By Mary Lowther
“Is there is a better delivery vector for butter than corn on the cob?” David asked. “The taste and texture are sure to evoke memories of picnics long past, a delicious reminder of childhood.” David often speaks in full paragraphs like that. The trick is holding him down to one paragraph, or two at the outside. I have gardening to do; if he wants to wax poetic he can do it with a hoe in his hands.
He does have a point, though. When I close my eyes and bite into a buttered ear of fresh picked corn it feels as though a time machine has carried me back to summer of 1960. We love our corn.
If you love corn, too, you can plant some, even in a small garden if you help them self-pollinate. The top tassel contains the pollen, so shake the plant once pollen starts to fall, or cut off the tassel and sprinkle it over the silk threads on future ears. Repeat this once a day for a week.
In a small yard one should grow only one variety because corn cross pollinates so readily. The exception to this rule is if one actually wants to produce a corn with a combination of desired properties. I did that three years ago, growing the Sunnyvee variety near our favourite Golden Bantam which, though delicious, only grows up to six inches long. Sunnyvee, with its longer cobs, cross-pollinated with Golden Bantam, so I saved seed from some of these ears because they still had that rich, corny flavour and texture that David and I love. David is lucky we both enjoy the same vegetables; if he liked eggplant he’d have to grow it himself.
Sometimes the corn doesn’t cross pollinate. One year my granddaughter persuaded me to buy some shiny multicoloured corn seeds called “Gem” we found at a market. How can one deny those inquisitive young eyes when one wants to foster interest in gardening?
I grew “Gem” alongside my regular corn without a successful merger, as it were. Perhaps a reader out there can explain why.

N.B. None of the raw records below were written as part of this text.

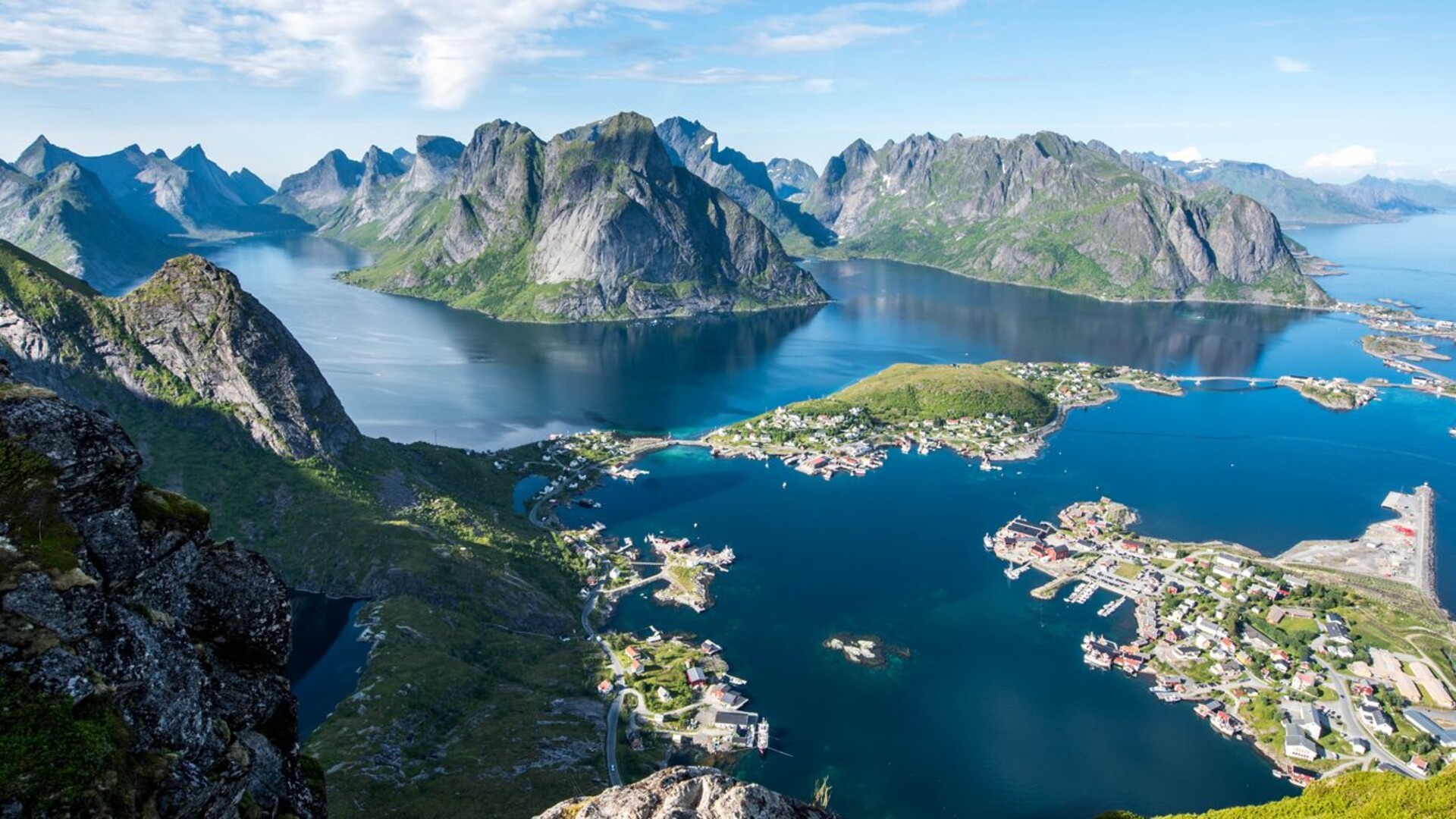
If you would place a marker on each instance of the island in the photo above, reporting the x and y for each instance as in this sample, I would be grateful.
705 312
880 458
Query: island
868 651
1331 657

Corn seeds will rot if the soil is too cold, so I usually start them off in flats in early May. Then I prepare the bed, digging under the overwintering cover crop, spreading a thin layer of compost over top and sprinkling fertilizer at the rate of four litres per hundred square feet. I hoe this in a bit and let soil life render the nutrients accessible to plants.
Three weeks later the soil will have warmed up enough to plant the corn seedlings outside, but watch out for marauding crows! In my neophyte gardening days I came out the day after planting to see a third of the crop pulled out, completely exposed and worthless and some guilty looking crows nearby. Now, after laying out soaker hoses along the rows of corn, I immediately cover the bed with Remay and leave it on for at least a week. By then it’s time to side dress with organic fertilizer.
I sprinkle fertilizer along both sides of each row in two inch swaths about an eighth of an inch deep, then hoe this in a bit. Soil life will pull it down to the roots. When the corn reaches 10 inches, I fertilize again. At this point I weed the bed and plant winter squash at both ends, planning to lift their vines and lay them along the perimeter of the bed as they grow to protect the corn from raccoons.
A mulch of straw and the squash vines help keep weeds down and keep the bed shaded from the sun. By the time the ears fill out, the squash vines have covered the perimeter and wound around the inside.
I also learned the hard way to protect the crop from falling over in the wind by hammering in judiciously placed long sticks around the bed and winding a few lengths of string around them. Plastic mesh fencing might work better.
At this point of the column I try to wind it all up with a timely witticism, but when I showed it to David he said the joke was too corny. We are very, very sorry.